Katya Rodriguez will speak on Mexican poverty, welfare, and law reform at 3:30 p.m. on Tuesday, October 29. She is a social sciences research professor at the University of Guanajuato.
Professor Fernando Patron will address law, politics, and constitutional evolution in Mexico at 3:30 p.m. on Wednesday, October 30. Patron is the Director of the Department of Public Management at the University of Guanajuato.
The lecture series concludes with a panel discussion about meeting Mexico’s challenges in law, politics, and social policy at 3:30 p.m. on Thursday, October 31. In addition to the Guanajuato professors, the panel will feature WVU professors Michele Stephens (history), Victor Mucino (engineering), and Arthur Rizer (law).

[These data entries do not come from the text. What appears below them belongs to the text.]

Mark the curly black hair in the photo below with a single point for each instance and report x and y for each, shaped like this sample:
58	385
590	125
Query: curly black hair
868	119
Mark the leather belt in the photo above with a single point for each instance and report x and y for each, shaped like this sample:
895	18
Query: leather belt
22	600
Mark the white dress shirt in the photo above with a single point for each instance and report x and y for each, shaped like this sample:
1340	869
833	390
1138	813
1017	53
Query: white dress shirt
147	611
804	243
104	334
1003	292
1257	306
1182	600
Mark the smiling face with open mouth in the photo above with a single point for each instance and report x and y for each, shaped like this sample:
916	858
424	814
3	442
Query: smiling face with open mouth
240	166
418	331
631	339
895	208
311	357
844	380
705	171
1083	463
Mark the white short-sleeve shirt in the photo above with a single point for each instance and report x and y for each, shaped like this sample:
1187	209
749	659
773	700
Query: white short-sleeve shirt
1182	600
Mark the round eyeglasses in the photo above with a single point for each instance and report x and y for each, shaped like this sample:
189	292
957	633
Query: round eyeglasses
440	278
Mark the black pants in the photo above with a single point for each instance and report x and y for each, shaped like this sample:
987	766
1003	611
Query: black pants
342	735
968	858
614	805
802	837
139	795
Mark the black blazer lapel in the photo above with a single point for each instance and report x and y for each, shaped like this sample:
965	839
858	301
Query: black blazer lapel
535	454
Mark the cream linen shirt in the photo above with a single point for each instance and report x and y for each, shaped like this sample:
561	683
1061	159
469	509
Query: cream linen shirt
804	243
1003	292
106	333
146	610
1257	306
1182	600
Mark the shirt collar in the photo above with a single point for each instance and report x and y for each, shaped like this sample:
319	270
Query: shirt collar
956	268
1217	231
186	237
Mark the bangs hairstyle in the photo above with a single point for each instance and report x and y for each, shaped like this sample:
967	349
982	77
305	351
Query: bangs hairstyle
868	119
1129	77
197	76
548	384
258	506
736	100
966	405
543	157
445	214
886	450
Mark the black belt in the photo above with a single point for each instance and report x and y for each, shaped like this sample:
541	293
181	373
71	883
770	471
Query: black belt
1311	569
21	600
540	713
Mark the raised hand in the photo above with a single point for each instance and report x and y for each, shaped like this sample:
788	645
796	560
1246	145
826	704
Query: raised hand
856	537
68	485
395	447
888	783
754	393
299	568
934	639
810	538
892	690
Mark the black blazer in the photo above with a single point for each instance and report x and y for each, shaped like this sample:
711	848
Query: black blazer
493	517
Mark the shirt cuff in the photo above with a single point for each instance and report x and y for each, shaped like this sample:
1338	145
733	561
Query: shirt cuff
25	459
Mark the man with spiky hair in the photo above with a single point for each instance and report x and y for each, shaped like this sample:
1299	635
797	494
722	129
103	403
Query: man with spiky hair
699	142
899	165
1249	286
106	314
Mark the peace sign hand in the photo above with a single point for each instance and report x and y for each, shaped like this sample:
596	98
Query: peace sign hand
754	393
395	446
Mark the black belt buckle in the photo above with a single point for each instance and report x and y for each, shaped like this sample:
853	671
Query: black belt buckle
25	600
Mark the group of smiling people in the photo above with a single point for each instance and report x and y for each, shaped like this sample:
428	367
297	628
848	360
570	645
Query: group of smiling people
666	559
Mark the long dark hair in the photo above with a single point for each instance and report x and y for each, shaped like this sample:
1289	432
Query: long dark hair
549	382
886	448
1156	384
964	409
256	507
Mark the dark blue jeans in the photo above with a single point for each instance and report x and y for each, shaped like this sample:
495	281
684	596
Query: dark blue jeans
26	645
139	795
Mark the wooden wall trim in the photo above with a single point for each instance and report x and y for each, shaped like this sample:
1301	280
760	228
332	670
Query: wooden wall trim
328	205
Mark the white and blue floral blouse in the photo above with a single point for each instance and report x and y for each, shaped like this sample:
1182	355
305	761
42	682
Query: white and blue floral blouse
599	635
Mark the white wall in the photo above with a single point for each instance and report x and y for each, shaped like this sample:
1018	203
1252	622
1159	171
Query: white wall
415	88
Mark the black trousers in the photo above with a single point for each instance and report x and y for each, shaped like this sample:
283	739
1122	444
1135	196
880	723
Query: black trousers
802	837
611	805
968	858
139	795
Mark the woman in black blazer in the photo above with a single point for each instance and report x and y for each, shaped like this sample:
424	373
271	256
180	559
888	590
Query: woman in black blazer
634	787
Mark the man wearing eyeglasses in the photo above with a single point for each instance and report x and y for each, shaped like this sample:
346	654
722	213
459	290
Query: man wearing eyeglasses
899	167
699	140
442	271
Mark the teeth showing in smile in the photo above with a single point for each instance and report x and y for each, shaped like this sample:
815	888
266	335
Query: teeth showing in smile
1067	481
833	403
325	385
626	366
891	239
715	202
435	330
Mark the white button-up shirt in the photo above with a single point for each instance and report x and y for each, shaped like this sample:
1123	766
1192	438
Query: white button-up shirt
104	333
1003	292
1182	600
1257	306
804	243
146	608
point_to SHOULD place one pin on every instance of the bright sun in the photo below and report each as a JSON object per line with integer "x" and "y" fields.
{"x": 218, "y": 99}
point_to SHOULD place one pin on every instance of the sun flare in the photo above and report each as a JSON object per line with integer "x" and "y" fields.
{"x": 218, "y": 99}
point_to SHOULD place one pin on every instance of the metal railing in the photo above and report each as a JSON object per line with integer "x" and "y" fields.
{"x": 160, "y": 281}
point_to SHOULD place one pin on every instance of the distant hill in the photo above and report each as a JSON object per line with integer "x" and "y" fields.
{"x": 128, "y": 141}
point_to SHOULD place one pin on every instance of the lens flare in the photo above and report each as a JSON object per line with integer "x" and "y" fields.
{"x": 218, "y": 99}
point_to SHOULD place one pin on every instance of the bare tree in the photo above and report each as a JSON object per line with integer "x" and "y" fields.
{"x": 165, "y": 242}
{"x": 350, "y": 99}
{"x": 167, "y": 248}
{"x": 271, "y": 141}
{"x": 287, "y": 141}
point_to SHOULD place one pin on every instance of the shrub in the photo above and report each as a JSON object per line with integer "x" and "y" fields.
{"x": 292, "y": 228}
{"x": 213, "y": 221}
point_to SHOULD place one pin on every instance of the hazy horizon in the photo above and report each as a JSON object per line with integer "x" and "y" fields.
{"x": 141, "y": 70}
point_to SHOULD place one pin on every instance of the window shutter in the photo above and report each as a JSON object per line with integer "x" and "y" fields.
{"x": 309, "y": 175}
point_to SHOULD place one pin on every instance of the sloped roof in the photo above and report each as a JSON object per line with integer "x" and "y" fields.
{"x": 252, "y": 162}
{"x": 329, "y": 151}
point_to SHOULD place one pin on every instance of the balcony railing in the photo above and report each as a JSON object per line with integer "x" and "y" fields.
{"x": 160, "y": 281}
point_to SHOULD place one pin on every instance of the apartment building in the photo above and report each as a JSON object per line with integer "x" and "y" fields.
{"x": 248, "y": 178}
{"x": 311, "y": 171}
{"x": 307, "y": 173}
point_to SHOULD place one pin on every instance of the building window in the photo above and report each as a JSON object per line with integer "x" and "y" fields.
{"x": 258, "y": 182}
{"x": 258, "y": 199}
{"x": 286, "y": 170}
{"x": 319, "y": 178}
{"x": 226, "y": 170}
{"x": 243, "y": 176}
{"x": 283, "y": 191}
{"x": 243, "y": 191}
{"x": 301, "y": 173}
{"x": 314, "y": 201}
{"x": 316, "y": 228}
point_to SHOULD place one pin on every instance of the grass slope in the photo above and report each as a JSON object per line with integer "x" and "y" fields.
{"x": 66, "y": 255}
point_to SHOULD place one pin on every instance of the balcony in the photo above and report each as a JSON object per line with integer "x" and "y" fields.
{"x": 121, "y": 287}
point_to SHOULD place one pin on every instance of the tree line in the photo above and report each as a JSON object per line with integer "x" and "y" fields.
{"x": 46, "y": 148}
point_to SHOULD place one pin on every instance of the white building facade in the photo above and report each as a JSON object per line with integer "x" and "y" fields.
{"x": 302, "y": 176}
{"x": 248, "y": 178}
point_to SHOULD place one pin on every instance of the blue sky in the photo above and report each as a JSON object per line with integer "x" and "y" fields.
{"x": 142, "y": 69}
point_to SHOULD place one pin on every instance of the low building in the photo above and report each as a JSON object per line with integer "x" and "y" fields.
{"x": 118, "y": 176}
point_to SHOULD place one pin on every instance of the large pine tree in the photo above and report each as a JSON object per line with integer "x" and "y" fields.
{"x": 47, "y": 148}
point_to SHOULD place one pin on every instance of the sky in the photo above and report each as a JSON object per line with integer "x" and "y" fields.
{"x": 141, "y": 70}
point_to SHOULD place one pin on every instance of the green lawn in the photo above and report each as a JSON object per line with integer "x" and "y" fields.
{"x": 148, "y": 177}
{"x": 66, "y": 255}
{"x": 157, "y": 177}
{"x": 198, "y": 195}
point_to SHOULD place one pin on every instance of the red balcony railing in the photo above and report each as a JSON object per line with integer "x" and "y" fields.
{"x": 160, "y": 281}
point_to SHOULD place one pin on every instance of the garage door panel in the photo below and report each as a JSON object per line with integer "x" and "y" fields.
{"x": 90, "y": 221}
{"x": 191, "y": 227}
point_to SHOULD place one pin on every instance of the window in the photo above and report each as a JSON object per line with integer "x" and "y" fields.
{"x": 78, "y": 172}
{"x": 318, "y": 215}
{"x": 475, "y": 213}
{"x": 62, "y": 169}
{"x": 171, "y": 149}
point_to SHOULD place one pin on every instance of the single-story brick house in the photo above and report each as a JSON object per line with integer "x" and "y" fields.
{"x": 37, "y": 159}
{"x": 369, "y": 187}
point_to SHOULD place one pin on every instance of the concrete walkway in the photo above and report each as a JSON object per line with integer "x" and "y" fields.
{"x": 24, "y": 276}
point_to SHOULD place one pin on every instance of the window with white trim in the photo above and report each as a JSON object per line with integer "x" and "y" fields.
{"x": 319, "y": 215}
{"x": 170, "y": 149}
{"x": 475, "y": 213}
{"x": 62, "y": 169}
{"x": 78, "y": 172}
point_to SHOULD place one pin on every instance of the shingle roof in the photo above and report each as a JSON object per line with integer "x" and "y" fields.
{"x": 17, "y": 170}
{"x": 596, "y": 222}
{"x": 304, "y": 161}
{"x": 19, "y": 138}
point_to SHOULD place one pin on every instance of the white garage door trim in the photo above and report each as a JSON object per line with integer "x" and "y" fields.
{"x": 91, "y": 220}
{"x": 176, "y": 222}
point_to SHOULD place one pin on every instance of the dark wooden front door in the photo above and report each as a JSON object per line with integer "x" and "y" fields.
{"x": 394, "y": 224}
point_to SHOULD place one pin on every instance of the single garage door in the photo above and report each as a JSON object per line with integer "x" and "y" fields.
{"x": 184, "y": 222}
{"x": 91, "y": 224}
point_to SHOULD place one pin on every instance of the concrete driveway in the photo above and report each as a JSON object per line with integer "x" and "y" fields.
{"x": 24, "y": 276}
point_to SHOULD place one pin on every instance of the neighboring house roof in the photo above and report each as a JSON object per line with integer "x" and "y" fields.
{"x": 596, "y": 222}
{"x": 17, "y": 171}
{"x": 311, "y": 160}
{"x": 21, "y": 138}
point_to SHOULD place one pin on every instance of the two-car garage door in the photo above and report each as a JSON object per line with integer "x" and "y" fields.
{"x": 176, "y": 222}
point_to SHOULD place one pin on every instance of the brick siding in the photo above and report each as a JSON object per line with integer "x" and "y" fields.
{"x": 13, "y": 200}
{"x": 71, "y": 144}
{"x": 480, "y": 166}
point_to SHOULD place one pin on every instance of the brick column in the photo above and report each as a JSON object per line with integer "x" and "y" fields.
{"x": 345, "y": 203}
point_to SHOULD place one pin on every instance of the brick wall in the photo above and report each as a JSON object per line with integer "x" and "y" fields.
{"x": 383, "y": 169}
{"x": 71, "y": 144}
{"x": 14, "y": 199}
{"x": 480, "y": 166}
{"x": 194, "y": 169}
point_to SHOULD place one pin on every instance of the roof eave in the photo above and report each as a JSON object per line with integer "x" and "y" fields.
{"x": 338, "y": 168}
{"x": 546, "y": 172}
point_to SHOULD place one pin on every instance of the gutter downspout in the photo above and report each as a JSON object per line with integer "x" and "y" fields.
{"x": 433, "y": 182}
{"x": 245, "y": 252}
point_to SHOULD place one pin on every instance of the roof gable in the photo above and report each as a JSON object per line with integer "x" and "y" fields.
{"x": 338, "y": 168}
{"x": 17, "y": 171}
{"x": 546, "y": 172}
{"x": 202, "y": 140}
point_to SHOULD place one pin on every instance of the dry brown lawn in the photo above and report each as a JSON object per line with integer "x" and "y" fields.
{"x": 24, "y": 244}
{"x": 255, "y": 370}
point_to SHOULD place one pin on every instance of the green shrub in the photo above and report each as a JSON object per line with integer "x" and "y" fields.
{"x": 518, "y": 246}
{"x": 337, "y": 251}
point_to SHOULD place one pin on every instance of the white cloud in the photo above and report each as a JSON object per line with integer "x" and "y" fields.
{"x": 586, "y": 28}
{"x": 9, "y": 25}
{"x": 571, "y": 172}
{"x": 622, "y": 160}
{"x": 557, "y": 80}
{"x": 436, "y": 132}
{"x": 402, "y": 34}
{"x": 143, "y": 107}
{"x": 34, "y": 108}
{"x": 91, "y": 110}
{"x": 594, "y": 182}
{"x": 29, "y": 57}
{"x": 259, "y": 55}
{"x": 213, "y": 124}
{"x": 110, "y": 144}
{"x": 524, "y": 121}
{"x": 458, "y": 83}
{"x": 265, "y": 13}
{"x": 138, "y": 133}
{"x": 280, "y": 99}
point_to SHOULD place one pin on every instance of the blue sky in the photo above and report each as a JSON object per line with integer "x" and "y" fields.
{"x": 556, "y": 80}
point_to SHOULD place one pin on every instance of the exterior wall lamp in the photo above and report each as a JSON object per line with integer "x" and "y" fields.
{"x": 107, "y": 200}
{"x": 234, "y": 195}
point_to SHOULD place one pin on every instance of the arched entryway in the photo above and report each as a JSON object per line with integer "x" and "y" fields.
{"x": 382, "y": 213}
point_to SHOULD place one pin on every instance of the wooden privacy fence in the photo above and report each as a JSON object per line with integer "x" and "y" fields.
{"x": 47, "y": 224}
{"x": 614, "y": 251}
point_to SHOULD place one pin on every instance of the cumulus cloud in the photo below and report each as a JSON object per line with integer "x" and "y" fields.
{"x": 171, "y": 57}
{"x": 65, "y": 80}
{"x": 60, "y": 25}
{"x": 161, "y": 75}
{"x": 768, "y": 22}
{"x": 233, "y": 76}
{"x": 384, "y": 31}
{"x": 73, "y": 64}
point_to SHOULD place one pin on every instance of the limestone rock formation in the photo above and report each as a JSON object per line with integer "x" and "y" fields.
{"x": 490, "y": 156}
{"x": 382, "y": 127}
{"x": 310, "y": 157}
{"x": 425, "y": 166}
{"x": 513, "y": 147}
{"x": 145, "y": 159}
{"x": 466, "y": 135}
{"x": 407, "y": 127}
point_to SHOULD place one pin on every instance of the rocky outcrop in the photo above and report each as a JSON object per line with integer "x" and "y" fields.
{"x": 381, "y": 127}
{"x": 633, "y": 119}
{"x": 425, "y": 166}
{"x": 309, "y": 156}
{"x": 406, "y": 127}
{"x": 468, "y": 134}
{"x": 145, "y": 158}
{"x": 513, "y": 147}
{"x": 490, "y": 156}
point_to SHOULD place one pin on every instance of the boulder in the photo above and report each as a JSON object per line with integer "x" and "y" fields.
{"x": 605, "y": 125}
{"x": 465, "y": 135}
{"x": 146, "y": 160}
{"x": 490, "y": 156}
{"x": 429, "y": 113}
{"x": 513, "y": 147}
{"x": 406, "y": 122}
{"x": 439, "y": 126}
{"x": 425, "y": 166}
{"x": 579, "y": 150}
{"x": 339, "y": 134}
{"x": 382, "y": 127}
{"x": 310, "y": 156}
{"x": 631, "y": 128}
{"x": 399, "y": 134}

The University of Guanajuato, established in 1732, has had an academic relationship with WVU and the College of Law for over two decades.
Located in the highlands of central Mexico, Guanajuato was founded in 1559. A UNESCO World Heritage Site, it has been Morgantown’s sister city since 2008.
“The relationship between the two universities and cities has provided exceptional cultural and intellectual opportunities,” said Friedberg, who leads a biennial study abroad trip to Guanajuato with law professors Gregory Bowman and Jena Martin. The next trip will be in May 2014 and it’s open to all WVU graduate students.
Mexico Week at the College of Law is supported by the Archibald McDougall Visiting Lectureship in International Law, which explores diverse points of view on issues critical to the global legal community. It is co-sponsored by WVU Latin American Studies.